Andra Lazarescu (front) with course mates at the Centre for Dependable Strengths in Seattle Photo / Supplied
Photo / Supplied
Whanganui-based facilitator Andra Lazarescu has found her dependable strengths and encourages others to find theirs.
Dependable Strengths training may sound like an esoteric, New Age convention but Lazarescu said it has been around for more than 60 years and she discovered it for herself in 2015.
"Bernard Haldane was an English-born doctor working with American war veterans in the 1940s," she said.
"He was helping them to re-enter the civilian workforce at the end of the war and developed the methodology of helping them find their individual strengths and transferable skills."
Lazarescu came across the methodology while seeking career advice for herself.
Having worked as a regulatory lawyer for 20 years, she was looking for something that would satisfy her needs as a "communication addict" and her philanthropic tendencies at the same time.
"I wasn't excited by any of the suggestions the careers adviser offered me but a footnote on the printout she gave me mentioned the Centre for Dependable Strengths.
"I was intrigued and discovered that the centre was in Seattle, USA, and I was in Melbourne, Australia."
She researched Haldane's work and discovered he had developed many of the ideas that are now common practice in personal and professional development.
Haldane co-founded the Seattle centre before his death in 2002.
Lazarescu adopted the principles of Dependable Strengths training and says they permeated her thinking in terms of her own development and all her personal and business interactions.
While working primarily in financial services, Lazarescu was also consulting in water policy, science and management. Her profession was not portable and she was travelling extensively with her husband Paul Bayly.
Bayly, an international recovery specialist, was appointed permanent secretary for infrastructure and transport in Fiji after Cyclone Winston in 2016.
"I was working to help a school to recover after the cyclone and I incorporated the principles of dependable strengths in rebuilding everyone's confidence," Lazarescu said.
"I'm a person who is always looking to the future and it was frustrating to see children's education interrupted."
In order to help the children and their teachers keep momentum, she encouraged them in exploring their dependable strengths.
Lazarescu said the experience made her realise how adaptable the training is.
"While we share talents, what makes us unique is how our respective talents are combined in us.
"You realise that you have been living as someone else's version of yourself because people will tell you what they think you're good at.

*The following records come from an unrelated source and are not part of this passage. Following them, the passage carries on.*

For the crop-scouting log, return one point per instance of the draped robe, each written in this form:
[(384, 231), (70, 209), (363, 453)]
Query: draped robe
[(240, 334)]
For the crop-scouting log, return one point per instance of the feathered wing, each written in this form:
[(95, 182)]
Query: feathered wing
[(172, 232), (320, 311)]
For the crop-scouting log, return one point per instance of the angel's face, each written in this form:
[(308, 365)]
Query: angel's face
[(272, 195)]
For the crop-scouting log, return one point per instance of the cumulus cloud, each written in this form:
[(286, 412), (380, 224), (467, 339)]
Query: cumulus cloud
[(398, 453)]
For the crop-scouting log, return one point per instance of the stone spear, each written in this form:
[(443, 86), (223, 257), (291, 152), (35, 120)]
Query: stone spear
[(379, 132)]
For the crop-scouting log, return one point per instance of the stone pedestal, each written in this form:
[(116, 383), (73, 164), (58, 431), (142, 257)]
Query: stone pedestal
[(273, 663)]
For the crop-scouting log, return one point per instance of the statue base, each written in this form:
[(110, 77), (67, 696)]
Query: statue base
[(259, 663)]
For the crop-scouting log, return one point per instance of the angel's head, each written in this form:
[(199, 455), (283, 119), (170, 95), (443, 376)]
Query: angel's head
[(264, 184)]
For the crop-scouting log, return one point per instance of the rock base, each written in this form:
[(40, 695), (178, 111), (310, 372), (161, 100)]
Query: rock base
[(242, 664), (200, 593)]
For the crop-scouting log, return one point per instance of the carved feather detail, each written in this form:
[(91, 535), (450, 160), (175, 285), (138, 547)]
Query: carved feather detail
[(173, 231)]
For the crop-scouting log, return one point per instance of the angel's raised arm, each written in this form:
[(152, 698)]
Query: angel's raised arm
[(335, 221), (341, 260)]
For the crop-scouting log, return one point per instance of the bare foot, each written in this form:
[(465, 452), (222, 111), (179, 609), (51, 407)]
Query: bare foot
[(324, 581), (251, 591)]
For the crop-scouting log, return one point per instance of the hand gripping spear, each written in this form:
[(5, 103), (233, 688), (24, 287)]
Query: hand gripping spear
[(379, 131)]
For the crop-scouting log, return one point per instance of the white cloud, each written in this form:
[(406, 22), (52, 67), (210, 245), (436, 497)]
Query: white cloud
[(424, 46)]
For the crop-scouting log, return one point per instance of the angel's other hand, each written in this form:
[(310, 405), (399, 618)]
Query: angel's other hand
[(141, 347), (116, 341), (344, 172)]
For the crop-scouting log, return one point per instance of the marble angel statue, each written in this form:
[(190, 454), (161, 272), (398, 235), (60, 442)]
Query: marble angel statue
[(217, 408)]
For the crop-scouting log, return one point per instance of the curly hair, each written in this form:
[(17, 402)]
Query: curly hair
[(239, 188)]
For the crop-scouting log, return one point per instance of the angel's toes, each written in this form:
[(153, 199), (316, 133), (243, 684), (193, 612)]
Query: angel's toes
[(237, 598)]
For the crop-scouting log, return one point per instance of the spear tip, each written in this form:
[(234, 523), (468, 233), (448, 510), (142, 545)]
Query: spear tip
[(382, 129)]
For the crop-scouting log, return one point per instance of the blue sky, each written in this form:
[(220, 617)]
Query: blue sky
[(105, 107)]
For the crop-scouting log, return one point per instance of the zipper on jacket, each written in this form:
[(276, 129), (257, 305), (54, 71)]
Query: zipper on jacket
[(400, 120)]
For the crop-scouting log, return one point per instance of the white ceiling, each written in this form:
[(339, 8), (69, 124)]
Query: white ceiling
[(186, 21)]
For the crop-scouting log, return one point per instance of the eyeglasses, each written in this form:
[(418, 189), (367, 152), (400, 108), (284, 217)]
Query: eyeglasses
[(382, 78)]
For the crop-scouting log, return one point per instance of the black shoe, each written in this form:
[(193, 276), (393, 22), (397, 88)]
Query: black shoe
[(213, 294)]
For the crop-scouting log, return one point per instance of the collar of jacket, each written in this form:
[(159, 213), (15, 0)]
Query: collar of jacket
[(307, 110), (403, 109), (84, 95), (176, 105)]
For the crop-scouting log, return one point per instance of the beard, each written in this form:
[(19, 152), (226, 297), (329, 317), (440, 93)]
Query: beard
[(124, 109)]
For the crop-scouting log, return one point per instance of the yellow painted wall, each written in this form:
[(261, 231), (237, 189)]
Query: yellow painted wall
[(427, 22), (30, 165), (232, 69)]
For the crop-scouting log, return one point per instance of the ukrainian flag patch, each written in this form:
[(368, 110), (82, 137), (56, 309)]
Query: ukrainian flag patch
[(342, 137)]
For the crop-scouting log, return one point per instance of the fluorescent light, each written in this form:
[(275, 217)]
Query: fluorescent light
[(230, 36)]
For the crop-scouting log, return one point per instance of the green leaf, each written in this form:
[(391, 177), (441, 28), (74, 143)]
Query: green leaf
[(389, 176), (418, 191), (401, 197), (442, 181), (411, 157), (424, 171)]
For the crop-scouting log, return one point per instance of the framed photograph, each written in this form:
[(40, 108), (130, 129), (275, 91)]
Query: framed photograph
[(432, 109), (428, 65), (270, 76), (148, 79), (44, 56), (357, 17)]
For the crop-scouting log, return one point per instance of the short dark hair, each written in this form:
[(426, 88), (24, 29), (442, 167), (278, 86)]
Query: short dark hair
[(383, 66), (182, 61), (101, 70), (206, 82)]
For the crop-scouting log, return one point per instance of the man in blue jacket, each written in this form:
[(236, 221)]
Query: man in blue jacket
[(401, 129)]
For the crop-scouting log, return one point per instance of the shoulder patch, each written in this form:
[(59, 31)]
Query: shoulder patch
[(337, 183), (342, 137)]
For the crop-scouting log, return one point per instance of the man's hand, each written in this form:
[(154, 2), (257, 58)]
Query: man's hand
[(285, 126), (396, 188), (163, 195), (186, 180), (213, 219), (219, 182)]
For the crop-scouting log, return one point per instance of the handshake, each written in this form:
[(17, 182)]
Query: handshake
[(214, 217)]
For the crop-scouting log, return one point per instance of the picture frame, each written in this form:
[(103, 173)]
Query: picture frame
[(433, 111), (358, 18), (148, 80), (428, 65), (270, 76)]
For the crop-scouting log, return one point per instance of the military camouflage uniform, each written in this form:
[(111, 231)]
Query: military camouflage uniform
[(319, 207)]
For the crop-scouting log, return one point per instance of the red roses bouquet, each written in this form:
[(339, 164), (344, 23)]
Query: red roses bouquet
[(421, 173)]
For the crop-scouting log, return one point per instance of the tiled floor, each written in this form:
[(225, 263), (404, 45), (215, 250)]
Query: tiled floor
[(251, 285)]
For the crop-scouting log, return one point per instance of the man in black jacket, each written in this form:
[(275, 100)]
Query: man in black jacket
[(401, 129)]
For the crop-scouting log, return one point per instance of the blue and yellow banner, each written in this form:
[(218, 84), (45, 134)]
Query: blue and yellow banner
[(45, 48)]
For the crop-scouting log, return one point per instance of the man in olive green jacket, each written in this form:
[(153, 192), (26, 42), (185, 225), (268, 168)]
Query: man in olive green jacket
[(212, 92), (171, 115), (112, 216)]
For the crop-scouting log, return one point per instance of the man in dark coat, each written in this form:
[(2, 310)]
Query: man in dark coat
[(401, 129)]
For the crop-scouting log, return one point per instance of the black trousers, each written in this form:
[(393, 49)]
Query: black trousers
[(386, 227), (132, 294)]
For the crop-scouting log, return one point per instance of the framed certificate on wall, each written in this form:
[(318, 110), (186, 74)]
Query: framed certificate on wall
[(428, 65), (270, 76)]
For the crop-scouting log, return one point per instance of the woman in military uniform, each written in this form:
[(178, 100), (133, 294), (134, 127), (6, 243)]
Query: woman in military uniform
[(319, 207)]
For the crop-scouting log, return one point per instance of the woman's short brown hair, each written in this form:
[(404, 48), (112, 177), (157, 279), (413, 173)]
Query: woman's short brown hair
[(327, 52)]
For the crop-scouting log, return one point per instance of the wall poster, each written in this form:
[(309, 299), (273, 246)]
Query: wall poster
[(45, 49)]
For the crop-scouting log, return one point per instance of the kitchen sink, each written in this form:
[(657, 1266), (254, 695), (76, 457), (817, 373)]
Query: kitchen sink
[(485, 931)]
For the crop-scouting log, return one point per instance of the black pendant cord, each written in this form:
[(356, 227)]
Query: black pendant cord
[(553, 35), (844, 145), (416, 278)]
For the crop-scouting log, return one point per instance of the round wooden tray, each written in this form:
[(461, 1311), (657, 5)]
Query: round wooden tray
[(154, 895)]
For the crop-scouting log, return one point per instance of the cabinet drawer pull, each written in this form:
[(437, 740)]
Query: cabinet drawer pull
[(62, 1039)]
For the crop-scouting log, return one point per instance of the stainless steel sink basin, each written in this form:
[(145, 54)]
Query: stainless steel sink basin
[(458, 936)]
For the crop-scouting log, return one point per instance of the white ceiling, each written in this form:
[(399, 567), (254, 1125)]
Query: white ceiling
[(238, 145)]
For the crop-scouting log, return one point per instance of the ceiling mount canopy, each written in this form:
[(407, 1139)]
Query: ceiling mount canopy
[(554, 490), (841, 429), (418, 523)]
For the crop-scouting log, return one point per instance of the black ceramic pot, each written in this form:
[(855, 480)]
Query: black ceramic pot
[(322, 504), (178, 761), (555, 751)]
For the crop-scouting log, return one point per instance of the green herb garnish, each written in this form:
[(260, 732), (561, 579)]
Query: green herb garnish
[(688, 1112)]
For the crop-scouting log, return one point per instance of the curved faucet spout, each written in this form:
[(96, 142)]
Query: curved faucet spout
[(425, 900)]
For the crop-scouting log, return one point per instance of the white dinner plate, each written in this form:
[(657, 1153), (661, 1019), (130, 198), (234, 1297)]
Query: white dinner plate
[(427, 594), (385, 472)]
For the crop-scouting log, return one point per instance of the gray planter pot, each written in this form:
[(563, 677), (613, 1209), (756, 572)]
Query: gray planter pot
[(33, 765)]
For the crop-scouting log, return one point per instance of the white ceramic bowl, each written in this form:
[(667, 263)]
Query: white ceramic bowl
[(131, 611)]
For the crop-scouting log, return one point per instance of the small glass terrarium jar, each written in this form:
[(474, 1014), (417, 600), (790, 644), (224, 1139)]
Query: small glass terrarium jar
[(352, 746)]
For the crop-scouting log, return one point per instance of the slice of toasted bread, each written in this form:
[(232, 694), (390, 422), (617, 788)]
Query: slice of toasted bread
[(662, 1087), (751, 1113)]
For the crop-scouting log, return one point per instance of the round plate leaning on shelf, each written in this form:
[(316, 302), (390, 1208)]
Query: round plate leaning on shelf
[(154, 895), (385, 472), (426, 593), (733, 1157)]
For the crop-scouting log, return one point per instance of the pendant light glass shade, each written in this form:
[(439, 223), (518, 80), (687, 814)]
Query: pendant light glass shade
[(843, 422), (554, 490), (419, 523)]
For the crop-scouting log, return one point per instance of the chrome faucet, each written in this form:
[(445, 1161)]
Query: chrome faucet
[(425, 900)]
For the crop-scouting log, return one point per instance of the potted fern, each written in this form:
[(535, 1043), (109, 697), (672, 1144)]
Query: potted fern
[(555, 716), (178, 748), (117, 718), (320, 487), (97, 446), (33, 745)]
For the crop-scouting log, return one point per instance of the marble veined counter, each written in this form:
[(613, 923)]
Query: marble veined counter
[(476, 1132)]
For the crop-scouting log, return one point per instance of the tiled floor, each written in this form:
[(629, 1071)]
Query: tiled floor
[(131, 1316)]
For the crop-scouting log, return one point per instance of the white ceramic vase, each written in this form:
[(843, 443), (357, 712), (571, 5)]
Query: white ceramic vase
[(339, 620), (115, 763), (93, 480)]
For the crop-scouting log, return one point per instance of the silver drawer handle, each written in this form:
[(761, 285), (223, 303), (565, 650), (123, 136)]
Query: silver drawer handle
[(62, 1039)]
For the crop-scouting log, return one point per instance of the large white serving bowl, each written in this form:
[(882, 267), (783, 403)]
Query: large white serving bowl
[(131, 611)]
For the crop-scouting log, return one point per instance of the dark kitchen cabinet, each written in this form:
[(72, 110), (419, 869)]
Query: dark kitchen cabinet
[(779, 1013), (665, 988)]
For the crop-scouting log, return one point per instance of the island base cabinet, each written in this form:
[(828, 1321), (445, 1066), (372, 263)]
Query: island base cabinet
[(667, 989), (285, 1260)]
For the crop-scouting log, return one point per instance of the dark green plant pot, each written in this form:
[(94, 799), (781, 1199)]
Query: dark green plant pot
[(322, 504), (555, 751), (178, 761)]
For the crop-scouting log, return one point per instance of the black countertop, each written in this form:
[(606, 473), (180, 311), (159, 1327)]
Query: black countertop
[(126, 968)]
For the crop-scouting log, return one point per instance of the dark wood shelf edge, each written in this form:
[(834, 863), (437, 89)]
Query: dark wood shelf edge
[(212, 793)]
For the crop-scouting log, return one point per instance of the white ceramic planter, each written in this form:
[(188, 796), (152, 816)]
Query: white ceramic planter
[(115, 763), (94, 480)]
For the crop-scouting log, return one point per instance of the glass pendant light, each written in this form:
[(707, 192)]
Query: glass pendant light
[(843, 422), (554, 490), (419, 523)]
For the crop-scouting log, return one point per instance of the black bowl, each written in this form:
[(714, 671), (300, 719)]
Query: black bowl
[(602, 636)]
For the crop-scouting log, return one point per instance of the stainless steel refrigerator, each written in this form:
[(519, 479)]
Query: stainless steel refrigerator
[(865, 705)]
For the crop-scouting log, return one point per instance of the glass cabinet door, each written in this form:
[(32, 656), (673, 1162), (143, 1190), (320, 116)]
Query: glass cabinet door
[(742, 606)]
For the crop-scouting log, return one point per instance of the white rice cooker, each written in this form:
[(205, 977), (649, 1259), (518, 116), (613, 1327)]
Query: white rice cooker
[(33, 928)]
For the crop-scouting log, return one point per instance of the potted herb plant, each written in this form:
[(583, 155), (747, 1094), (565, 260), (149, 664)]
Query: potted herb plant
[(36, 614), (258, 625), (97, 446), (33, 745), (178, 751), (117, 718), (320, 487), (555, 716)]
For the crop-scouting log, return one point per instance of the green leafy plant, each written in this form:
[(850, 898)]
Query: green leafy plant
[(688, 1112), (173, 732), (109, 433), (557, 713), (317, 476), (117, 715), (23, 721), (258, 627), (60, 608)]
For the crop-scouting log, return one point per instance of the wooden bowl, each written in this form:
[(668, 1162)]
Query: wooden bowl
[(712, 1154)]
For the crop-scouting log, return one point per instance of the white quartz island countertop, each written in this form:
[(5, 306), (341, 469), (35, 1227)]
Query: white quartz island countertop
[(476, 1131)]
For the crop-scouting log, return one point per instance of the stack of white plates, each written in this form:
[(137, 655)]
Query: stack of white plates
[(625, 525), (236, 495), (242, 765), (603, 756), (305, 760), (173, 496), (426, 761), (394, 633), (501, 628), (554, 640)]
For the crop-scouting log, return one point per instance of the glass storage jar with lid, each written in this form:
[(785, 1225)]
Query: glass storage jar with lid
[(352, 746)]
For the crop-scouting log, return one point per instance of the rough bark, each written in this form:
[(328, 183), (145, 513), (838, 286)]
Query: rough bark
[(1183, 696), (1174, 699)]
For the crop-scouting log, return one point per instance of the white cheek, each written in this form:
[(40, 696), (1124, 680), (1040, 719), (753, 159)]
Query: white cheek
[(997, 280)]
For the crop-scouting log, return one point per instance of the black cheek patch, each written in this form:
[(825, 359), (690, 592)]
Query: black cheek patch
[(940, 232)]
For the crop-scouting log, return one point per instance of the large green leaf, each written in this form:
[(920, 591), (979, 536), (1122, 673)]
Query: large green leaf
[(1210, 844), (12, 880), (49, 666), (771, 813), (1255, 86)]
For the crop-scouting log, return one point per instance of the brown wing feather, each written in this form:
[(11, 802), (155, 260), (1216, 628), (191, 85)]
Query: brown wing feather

"When you really reach down and discover your own strengths you will know when you have it right because you will be doing something that gives you joy and it won't feel like work."
In 2019, Lazarescu was invited to join the Centre for Dependable Strengths board and she is the only member who is based outside the United States.
She describes the process as "experiential".
"That means the participant is actively involved and helping to shape the process rather than simply answering an algorithm-driven questionnaire.
"It is suitable for anyone with the ability of memory and self-reflection.
"At the heart of the process is the idea that there is excellence in each of us, even though it may demonstrate itself differently."
The Centre for Dependable Strengths has developed curriculums for middle and high school students which help them identify their innate strengths and talents, and Lazarescu says she looks forward to offering training to Whanganui schools.
The other string to Lazarescu's bow is her communications company Seven Peaks which she has directed since 2010.
Although she grew up in Australia, Lazarescu is delighted to be settled in Whanganui, where her husband grew up, and their two sons will complete their secondary education here.